On my way to some of my northern coverts with Emma I stopped at CAC Associates, my shotgun powder supplier to purchase their last two 1 lb bottles of SR7625 powder. It's a powder well suited for loading low-pressure 16 ga. loads just right for my old girls, but sadly it is being discontinued by it's manufactuer. With 5 lbs. squirreled away hopefully it will be enough to supply me with hunting loads for a long time to come.
My first stop was at the Vampire covert named after the road it's located along. A part of it is being logged off along the side of a moist ridge in the hopes of regenerating the scattered hawthorn and apple trees located there into woodcock habitat. It will probably take at least 5 or 10 years for it to become suitable woodcock habitat and hopefully I'll still be following a setter if and when this piece of land starts to attract some birds.

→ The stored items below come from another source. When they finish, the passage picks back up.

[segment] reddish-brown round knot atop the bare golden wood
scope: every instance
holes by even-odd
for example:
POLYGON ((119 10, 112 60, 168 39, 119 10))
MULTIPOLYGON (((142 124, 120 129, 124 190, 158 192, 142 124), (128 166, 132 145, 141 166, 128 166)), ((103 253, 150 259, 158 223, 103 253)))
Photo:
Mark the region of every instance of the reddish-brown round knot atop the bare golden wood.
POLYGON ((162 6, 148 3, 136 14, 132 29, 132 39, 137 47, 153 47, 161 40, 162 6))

The area that Emma and I were headed to was a long walk in to large fields with islands of cover consisting of aspen, hawthorn, locust, and goldenrod that usually attracted some woodcock.

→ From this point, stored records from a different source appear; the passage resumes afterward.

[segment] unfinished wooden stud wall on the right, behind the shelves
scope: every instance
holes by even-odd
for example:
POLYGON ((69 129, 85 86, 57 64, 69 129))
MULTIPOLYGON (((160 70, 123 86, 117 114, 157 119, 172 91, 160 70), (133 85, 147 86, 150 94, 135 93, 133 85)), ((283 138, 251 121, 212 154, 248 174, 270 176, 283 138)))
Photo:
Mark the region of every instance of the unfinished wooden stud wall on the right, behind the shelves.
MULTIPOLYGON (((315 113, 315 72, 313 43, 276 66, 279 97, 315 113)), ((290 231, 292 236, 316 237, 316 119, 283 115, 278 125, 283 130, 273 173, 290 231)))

This area is also stocked with pheasant and I thought that I would hunt it before the pheasant season started so that I would have the covert to myself. What I didn't figure on was the area being loaded with newly stocked pheasant which turned my steady woodcock dog into a out of control pheasant flusher!!! The game commission must have dumped out several crates of birds in the last day or two cause there were pheasants standing around everywhere tempting Emma into flushing and chasing cackling cockbirds all over the cover.
It was noon by the time I had rounded up Emma and got back to the truck so after a quick sandwich I headed to a recent aspen cut that a forester had told me about. His directions were a little vague but I finally found the cut at the bottom of a steep ridge that was covered with loose rock hidden under newly fallen leaves making for a rough walk. What the forester had failed to mention was that they had left the big aspen trees lay where they fell making for an impenetrable mass of fallen timber, young aspen, and blackberry tangles. Emma and I made an effort to penetrate the forbidding cover but it proved too much for us and we gave up and headed back up the ridge to the truck.

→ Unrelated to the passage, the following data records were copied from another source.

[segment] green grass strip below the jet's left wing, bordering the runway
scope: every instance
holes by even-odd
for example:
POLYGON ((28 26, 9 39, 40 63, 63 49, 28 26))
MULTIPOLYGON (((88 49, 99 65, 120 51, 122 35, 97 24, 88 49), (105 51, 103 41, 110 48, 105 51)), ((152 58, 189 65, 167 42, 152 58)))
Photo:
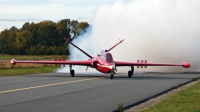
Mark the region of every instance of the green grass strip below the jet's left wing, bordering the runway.
POLYGON ((32 67, 32 68, 7 68, 0 69, 0 76, 13 76, 24 74, 48 73, 57 70, 58 67, 32 67))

It was now midafternoon and I was tired and disappointed with the days efforts. I figured I had about an hours worth of walking left in these old tired legs of mine and the ride home would take me past a reclaimed strip mine that several game commission biologists had told me that at times held some woodcock. My idea of woodcock cover is the classic stream bottom with hawthorn, goldenrod and a scattering of apple trees not a windswept grassy strip mine with its scattering of red pine and stunted locust trees but I figured I'd give it a half-hearted try and walked back an old mining road with Emma hunting the sparse cover. I walk for a half hour daydreaming about where I would hunt next week and then turned and began to retrace my steps. As I neared the truck I heard Emma's beeper far off in the distance. It took me awhile to find her due to the wind noise but I finally located her pointing in a thin line of locust. As I walked in front of her a woodcock lifted and flew away low dodging my right barrel shot but dropping to my left one.
Emma letting me know she found our bird.
Bring it in.
Laying down with our bird. Letting me know that she too was tired.
The cover. Not my idea of woodcock cover but I'll be spending more time here this fall.
A few moments of success at end of day can make a discouraging day oh so sweet.